WASHINGTON - It was supposed to be a journey that would save her life, when U.S. immigration officials brought a 7-year-old girl named Ajlee from an asylum-seekers’ camp in the Mexican border city of Matamoros to an emergency room in Brownsville, Texas on Dec. 11. That same day, they also transported two women in need of urgent care: Yanet, with a possibly cancerous tumor, and Yoladiz, who is going blind from an untreated parasitic infection.

But the next day, all three were back in Mexico, living in tents in Matamoros with no access to the medical care they needed—despite agency guidelines requiring border officials to allow asylum-seekers with known medical issues to remain in the United States, according to the latest issue of Time magazine.

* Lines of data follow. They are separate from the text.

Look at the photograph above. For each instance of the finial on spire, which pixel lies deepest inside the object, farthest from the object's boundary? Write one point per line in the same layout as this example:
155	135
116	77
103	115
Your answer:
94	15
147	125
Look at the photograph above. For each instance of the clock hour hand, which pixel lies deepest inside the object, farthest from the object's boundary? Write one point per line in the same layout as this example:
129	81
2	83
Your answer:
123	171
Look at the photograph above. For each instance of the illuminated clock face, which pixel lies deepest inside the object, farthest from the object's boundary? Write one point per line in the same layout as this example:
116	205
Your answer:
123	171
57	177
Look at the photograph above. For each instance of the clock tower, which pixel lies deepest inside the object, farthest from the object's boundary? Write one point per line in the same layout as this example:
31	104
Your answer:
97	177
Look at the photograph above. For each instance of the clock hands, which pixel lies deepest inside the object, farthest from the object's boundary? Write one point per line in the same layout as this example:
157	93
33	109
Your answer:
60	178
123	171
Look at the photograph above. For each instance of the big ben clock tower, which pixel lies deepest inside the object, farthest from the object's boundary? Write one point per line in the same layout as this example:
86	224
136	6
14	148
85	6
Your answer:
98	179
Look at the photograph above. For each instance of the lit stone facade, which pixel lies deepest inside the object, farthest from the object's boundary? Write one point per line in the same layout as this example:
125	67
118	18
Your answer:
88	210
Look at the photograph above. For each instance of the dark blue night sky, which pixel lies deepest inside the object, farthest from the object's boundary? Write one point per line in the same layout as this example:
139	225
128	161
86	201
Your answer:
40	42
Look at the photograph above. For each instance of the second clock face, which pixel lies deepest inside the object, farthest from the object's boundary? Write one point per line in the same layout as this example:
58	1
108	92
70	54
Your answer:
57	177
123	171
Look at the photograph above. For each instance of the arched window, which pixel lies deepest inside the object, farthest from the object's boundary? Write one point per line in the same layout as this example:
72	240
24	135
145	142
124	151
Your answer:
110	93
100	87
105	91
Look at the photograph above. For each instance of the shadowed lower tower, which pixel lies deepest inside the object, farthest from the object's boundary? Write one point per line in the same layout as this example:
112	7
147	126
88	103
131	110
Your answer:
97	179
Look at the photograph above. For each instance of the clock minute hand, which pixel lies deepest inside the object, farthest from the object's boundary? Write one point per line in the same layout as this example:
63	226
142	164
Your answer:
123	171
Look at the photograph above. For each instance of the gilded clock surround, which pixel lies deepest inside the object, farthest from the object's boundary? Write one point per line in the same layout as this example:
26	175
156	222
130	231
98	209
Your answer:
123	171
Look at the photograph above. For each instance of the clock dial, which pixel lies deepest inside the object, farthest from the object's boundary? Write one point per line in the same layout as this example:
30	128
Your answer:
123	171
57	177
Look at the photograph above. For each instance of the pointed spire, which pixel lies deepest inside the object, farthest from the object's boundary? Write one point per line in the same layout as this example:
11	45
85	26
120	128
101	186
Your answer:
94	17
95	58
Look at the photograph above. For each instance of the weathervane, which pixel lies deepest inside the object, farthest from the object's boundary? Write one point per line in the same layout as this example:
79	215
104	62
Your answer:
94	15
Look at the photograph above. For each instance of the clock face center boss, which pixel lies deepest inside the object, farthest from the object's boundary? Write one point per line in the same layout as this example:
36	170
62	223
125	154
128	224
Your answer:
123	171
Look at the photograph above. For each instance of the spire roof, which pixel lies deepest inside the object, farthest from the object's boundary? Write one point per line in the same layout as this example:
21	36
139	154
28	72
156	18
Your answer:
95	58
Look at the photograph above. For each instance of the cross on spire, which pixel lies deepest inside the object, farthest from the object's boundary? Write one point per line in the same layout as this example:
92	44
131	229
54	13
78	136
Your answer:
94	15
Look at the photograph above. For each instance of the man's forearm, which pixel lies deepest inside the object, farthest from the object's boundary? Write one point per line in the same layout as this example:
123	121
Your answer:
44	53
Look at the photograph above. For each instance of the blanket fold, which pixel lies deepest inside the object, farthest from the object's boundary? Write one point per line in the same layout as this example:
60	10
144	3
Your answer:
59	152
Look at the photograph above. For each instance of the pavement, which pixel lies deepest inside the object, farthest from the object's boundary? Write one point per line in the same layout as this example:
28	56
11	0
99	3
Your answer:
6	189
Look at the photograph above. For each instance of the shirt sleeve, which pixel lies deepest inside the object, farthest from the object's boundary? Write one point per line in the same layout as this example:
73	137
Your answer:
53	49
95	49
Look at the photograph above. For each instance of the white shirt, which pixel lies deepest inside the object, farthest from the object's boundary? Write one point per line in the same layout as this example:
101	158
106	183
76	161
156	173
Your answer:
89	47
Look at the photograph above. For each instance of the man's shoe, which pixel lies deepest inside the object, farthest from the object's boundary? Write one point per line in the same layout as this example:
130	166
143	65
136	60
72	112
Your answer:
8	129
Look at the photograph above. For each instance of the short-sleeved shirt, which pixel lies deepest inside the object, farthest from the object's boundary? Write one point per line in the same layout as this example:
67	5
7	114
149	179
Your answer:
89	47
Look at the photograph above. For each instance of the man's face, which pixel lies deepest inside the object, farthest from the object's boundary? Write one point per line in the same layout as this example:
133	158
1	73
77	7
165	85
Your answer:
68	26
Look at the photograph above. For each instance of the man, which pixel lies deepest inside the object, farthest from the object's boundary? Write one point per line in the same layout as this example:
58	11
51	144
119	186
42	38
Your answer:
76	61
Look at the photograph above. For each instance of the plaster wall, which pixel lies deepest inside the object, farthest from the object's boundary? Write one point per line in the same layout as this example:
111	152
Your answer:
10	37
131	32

And attorneys and medical professionals say there are many more like them: individuals with health issues who’ve been caught up in the Trump Administration’s Migrant Protection Protocols, or MPP, which requires asylum-seekers to stay in Mexico while their cases are adjudicated in the U.S. Those with serious illnesses or disabilities should be exempt, but dozens have have been turned away at ports of entry and told to wait in Mexico because of MPP, according to seven lawyers and medical professionals who spoke to TIME. Human Rights First, a nonprofit, has documented several accounts of asylum-seekers, including pregnant women, children and adults with seizures, children with prosthetics and children with cerebral palsy, being returned to Tijuana, Mexicali, Juárez and Matamoros, which it calls a violation of the United States’ own immigration policies.

The MPP policy has faced legal challenges since it was implemented in January 2019, but in May, a federal appeals court allowed it to remain in place while a lawsuit challenging it continues. Meanwhile, the number of asylum-seekers who have waited on the Mexican side of the border for court dates has reached at least 56,000 since the end of November, according to the Transactional Records Access Clearinghouse, a data and research organization at Syracuse University.

The federal government’s rules state that members of “vulnerable” populations, including those with physical and mental health issues, are permitted to stay in the U.S. through the duration of their asylum cases once they present themselves to U.S. asylum officers. But Customs and Border Protection (CBP) officers have the final say, according to the agency’s guidelines.

The agency declined to comment on what further guidance or rules exist in determining who is considered vulnerable and therefor exempt from MPP.